Romney Makes Gains With The Base

    Finally, conservatives start to coalesce behind Romney.

    The rule this primary season has been Mitt Romney wins among wealthy, educated, urban, and more moderate Republicans, while the non-Romney candidate wins the poorer, less educated, rural, and more conservative base of the party.

    Tonight Mitt Romney has put a stop to that pattern, and taken a big step toward unifying his party.

    He showed a broad coalition of support in Maryland and Wisconsin, according to exit polling, winning over conservatives, evangelicals, and even Tea Party supporters, as his party begins to unite behind him as the presumptive nominee.

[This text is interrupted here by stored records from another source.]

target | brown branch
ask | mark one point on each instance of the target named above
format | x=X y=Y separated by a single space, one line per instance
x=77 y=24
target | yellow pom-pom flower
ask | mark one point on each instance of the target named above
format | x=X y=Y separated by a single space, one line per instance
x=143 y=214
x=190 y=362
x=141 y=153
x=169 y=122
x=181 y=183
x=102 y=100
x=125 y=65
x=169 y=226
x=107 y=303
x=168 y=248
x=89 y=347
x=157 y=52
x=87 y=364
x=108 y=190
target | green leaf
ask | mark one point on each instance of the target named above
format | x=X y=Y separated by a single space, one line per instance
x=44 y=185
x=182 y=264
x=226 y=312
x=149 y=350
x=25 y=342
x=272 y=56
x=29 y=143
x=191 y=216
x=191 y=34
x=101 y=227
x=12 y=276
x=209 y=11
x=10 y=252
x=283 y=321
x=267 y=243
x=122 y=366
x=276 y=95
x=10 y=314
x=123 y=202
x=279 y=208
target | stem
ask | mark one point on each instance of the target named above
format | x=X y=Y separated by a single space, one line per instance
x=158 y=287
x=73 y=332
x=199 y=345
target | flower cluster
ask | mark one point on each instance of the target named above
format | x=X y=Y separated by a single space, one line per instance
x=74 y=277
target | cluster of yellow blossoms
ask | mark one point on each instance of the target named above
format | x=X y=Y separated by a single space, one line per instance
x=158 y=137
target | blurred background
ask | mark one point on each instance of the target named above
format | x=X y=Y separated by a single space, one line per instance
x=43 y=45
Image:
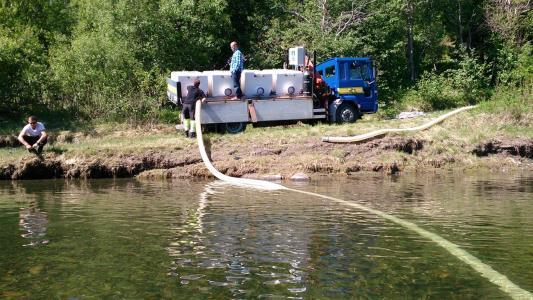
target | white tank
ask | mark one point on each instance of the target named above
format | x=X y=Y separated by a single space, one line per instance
x=220 y=83
x=256 y=83
x=186 y=78
x=287 y=82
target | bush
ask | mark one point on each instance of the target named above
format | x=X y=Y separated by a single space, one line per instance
x=468 y=84
x=516 y=65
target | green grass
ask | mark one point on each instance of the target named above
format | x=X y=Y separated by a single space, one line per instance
x=509 y=114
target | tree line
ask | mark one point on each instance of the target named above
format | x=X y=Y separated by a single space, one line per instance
x=107 y=59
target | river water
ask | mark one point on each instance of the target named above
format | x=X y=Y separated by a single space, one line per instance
x=197 y=240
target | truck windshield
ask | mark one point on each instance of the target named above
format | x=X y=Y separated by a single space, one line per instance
x=359 y=70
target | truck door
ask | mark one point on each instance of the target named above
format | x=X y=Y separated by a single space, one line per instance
x=357 y=84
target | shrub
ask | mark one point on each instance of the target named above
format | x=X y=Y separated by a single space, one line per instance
x=466 y=84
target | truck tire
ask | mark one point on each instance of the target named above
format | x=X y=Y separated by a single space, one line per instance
x=235 y=127
x=347 y=113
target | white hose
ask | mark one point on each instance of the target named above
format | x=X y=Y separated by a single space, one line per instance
x=507 y=286
x=236 y=181
x=380 y=132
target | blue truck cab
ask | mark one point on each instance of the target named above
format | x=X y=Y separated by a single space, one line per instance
x=353 y=87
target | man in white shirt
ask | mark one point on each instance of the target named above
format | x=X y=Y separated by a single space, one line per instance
x=33 y=136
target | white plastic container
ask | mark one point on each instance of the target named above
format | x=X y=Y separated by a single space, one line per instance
x=186 y=78
x=220 y=84
x=256 y=83
x=287 y=82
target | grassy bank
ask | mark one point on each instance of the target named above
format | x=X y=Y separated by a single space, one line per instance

    In Wisconsin, Romney beat Santorum 44% to 41% among very conservatives, narrowly lost among Evangelicals (38% to 41%), but led 49% to 36% among Tea Party backers. In Maryland, Romney beat Santorum 41% to 38% among Evangelicals, tied him 40% to 40% among very conservatives, and won 49% to 30% among Tea Party backers.

    The results provide the strongest argument yet that Republican voters of all stripes are ready for this race to be over — and that they're falling in behind Romney. They also undermine Rick Santorum's rationale for staying in the race — that he speaks for the party's base, when in fact, as time goes on the base is coming to grips with nominating Romney.